There are four different types of integers based on their storage
requirement. \texttt{short int, int, long,} and \texttt{long long.} Short
integers are always two bytes. Signed short integer has a range of -32768 to
32767 while unsigned of that has a range of 0 to 65535. Plain integers
i.e. \texttt{int} has already been discussed. \texttt{long} are having a
minimum storage requirement of 4 bytes. Usually it is large enough to represent
all memory addresses of the system because \texttt{size\_t} is
\texttt{unsigned long.}
\texttt{short, long} and \texttt{long long} qualifiers decrease/increase the
range of plain integers. On a 64-bit compiler {short int} will be 2 bytes while
\texttt{long int} will be 8 bytes, which, will be equal to \texttt{long long
int}. \texttt{unsigned long int} is chose in such a way that it should be
capable of representing all memory addresses because it has a typedef to
\texttt{size\_t} which is the type of argument received by many functions
including memory allocation functions.
\section{Characters}
A \texttt{char} is 1 byte i.e. 8 bits or \texttt{CHAR\_BIT} bits. So its signed
version i.e. 2's
complement where half the range is negative and half is positive will have
value from -128 to 127. Well that is not exactly opposite because we have only
one zero for positive and negative numbers. If it would have been 1's
complement then range would have been from -127 to 127 but since computers
follow 2's complement the specification clearly mentions that range should be
from $-2^7$ to $2^7 - 1.$ Note that chars are fundamentally integral types and
ASCII symbols are first 128 numbers or in other words they are 7-bit numbers.

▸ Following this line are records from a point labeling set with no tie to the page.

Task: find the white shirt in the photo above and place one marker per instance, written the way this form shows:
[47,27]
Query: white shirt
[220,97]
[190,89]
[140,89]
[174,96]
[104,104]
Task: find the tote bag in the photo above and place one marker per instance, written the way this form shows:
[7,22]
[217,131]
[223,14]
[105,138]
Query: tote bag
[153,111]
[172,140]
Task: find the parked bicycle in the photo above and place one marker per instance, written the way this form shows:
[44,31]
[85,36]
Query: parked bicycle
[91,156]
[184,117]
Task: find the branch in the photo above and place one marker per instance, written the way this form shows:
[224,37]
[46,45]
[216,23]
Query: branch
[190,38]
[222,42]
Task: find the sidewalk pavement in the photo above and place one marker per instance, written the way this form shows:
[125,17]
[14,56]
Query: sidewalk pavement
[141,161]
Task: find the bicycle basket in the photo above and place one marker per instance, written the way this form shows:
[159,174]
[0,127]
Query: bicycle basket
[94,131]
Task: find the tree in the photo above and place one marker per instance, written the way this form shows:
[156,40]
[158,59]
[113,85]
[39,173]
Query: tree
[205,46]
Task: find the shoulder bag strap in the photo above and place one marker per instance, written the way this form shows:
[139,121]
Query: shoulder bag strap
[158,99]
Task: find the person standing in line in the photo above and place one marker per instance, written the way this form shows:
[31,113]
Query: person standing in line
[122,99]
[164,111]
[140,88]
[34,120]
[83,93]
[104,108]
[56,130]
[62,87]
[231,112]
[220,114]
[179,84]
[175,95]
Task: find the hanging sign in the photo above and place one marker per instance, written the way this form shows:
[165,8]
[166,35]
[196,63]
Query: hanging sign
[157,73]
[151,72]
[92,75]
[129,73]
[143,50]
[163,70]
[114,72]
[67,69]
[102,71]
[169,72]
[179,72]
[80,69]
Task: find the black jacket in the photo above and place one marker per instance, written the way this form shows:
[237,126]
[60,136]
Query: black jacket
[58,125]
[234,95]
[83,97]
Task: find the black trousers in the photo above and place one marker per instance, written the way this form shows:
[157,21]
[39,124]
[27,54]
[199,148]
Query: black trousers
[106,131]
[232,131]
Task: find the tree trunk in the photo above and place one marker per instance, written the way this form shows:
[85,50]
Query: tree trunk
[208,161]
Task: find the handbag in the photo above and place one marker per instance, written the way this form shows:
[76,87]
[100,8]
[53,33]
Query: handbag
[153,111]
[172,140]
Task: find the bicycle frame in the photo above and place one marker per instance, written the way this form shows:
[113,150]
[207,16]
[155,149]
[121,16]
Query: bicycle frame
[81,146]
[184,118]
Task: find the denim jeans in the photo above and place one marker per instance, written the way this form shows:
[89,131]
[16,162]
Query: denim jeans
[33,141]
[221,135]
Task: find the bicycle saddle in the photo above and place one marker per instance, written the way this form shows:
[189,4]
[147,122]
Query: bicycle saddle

So a character `0' is internally 48 in decimal which is its integral or
internally it is handled as a sequence of binary numbers representing
\texttt{0x30} in hexadecimal. These integral values for characters are known as
ASCII value. A full table of ASCII values is given in the appendix A.

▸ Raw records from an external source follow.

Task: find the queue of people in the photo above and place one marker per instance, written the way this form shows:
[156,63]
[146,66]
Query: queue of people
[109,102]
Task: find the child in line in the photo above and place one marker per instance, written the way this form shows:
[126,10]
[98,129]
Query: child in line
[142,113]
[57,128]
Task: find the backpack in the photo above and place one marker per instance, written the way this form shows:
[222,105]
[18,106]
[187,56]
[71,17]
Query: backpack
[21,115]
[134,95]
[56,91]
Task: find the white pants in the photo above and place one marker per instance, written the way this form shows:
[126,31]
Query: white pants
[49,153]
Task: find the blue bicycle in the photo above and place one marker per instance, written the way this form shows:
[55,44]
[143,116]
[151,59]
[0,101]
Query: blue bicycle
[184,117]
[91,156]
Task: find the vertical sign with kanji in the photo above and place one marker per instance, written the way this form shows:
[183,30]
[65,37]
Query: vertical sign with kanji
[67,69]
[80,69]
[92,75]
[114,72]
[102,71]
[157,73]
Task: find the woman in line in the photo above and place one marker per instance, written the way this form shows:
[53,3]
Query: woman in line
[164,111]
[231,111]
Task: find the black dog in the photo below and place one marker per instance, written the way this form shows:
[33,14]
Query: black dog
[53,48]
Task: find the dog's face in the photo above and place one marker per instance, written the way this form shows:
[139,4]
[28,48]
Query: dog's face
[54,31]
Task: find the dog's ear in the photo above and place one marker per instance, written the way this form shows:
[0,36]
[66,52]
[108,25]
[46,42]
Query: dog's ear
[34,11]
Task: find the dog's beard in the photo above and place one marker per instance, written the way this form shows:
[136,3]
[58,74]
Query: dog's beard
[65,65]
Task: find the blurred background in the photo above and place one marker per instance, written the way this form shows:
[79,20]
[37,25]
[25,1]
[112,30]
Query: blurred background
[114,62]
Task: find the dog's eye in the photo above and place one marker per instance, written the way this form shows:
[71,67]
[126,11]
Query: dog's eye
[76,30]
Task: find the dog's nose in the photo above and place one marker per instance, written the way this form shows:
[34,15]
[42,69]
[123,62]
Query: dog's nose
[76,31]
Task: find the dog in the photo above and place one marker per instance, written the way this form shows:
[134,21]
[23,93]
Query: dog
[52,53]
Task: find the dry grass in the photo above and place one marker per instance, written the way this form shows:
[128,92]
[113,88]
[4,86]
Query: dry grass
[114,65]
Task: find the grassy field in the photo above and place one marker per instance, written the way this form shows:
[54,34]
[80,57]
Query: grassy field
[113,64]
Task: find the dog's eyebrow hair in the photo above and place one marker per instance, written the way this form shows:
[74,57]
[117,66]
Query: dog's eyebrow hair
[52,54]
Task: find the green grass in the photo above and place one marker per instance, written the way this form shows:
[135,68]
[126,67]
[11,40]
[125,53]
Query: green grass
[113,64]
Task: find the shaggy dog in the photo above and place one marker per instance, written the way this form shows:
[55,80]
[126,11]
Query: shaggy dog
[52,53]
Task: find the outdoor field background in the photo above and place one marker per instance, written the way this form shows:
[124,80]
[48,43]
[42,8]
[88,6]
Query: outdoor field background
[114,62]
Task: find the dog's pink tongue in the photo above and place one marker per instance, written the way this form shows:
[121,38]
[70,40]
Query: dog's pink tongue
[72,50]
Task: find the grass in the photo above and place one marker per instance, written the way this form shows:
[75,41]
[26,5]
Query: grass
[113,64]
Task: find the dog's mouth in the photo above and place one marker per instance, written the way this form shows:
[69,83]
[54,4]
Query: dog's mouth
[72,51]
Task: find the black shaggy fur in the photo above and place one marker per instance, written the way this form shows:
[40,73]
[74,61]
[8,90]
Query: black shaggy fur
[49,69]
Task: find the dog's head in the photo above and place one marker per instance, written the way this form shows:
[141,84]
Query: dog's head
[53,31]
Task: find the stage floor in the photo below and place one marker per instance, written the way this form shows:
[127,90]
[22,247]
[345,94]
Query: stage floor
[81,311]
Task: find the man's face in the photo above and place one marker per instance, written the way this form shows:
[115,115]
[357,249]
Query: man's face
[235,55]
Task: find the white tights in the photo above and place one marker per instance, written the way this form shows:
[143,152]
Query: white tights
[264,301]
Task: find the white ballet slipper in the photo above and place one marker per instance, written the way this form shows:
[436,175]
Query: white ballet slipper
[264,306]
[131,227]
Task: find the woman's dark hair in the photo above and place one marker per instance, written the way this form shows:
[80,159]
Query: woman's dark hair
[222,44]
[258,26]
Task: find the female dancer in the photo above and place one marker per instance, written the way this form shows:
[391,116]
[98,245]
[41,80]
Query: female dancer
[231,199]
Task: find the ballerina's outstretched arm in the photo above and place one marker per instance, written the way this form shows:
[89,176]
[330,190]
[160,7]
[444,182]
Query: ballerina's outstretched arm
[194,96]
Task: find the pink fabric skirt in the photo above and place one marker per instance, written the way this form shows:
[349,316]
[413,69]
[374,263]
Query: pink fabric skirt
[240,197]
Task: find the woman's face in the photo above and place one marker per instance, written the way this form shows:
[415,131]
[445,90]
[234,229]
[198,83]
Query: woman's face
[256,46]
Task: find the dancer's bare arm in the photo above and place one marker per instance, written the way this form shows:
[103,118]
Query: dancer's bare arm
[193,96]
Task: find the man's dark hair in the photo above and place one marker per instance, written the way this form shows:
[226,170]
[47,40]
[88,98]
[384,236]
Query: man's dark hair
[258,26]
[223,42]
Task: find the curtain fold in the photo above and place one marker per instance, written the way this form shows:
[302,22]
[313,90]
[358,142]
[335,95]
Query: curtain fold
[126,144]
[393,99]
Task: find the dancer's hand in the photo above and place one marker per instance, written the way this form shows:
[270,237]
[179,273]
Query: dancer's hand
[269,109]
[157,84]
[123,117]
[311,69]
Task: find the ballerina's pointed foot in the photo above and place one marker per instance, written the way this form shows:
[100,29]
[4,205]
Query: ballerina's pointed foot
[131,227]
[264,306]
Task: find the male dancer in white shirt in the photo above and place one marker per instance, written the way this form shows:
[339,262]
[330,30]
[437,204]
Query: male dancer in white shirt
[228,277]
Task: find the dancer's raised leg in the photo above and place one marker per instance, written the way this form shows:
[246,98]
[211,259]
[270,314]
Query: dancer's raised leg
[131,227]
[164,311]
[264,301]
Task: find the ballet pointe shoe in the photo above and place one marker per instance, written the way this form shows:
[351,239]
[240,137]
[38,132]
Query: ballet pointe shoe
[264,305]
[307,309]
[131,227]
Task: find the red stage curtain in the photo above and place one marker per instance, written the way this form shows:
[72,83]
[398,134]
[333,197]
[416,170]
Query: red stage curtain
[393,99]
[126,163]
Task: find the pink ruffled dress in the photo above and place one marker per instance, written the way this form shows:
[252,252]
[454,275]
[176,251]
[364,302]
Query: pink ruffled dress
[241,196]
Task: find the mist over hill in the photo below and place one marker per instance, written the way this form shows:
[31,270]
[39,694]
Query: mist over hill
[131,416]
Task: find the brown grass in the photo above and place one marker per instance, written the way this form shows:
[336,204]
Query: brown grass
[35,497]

A simple program which takes input for few characters and then prints them on
console along with their ascii values is given below:
\begin{minted}[frame=single]{c}
#include <stdio.h>
int main()
{
char c = 0;
char c1 = 0, c2 = 0;
printf("Enter a character on your keyboard and then press ENTER:\n");
scanf("%c", &c);
printf("The character entered is %c and its ASCII value is %d.\n", c, c);
// Their remains '\n' in the stdin stream which needs to be cleared.
getchar();
printf("Enter a pair of characters on your keyboard and then press \
ENTER:\n");
scanf("%c%c", &c1, &c2);
printf("The characters entered are %c and %c and their ASCII \
values are %d and %d respectively.\n", c1, c2, c1, c2);
short int si = 0;
si = c1 + c2;
printf("The sum of c1 and c2 as integers is %hd.\n", si);
return 0;
}
\end{minted}
A sample run may have following output:
\\\\\texttt{Enter a character on your keyboard and then press ENTER:\\
\textbf{1}\\
The character entered is 1 and its ASCII value is 49.\\
Enter a pair of characters on your keyboard and then press ENTER:\\
\textbf{12}\\
The characters entered are 1 and 2 and their ASCII values are 49 and 50\\
respectively.\\
The sum of c1 and c2 as integers is 99.\\\\}
As you can see from the program that characters are internally stored as
integers and we can even perform integers which we normally perform on
numbers like addition as shown. We can perform other operation as subtraction,
multiplication and division, however, most of the time addition or subtraction
only makes sense to advance the characters in their class. Multiplication and
division of characters with other characters or integers does not make sense.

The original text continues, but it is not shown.